If you have a desk job, Dr. Gleiber recommends a chair that’s between firm and mediumfirm. “You don’t want to sit on something too soft,” he says. “If you sink into a cushion, you’re going to strain your lumbar area, and that’s going to make your posture worse.” Avoid sitting for more than 20-30 minutes at a time without getting up and moving.

How You Roll

When patients ask about the best exercise for promoting posture, Dr. Gleiber’s answer is unequivocal: the shoulder roll. Shoulder rolls can be performed anywhere, seated or standing. As you take a slow, deep breath, count to five seconds while raising your shoulders. Then slowly exhale and count to five seconds while lowering your shoulders.

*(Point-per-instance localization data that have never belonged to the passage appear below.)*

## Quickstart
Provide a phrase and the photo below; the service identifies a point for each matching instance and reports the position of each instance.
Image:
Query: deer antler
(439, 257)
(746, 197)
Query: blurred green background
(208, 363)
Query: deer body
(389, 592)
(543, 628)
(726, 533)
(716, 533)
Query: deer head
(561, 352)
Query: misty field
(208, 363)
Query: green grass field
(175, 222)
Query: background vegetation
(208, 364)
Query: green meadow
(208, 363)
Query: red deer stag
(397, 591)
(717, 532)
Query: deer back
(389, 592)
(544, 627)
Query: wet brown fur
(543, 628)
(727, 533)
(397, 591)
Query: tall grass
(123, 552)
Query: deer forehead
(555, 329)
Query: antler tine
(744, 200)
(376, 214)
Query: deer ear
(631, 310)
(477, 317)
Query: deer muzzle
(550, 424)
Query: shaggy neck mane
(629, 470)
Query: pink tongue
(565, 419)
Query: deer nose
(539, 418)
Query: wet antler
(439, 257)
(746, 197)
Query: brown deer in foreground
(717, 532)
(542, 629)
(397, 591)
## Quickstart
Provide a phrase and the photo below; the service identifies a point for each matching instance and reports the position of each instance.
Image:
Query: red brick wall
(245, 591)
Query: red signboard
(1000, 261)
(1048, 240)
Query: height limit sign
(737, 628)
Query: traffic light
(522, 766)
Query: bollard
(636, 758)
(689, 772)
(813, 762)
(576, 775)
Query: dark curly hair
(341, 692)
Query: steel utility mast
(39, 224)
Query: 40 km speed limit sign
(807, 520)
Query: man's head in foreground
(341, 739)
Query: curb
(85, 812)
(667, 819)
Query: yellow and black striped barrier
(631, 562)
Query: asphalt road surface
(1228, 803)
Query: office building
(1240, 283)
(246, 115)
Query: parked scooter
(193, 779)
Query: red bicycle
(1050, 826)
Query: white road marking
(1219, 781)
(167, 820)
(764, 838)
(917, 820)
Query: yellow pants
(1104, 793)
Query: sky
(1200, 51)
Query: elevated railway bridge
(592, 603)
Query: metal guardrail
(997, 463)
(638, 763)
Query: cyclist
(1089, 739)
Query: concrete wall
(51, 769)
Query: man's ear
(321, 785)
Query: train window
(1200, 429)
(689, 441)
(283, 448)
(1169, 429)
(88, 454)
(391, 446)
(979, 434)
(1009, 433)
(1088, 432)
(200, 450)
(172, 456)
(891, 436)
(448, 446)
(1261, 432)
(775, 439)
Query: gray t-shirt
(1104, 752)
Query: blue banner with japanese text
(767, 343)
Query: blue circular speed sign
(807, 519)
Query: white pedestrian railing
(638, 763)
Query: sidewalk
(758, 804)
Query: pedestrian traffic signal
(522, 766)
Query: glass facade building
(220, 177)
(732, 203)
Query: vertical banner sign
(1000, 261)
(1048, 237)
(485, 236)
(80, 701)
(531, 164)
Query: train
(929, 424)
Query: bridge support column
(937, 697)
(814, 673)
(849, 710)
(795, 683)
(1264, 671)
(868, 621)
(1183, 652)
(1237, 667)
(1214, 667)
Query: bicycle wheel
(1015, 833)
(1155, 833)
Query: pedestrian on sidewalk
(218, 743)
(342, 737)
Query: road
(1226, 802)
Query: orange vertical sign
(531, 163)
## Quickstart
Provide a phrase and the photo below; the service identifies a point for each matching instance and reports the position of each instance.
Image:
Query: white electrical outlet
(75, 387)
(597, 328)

Finish the exercise by squeezing your shoulder blades together as if you were trying to squeeze a ball between them, and count for another five seconds.

Dr. Gleiber recommends performing 7-15 shoulder rolls at a time and working up to at least 40 shoulder rolls per day. If you’re athletically inclined, and live near a lake or the ocean, try running on the sand.

“It’s one of the best exercises for folks with bad spine problems because it uses more energy and engages more accessory muscles than running on a hard surface,” Dr. Gleiber says. “Since it’s a soft surface, it’s easier on backs and joints.”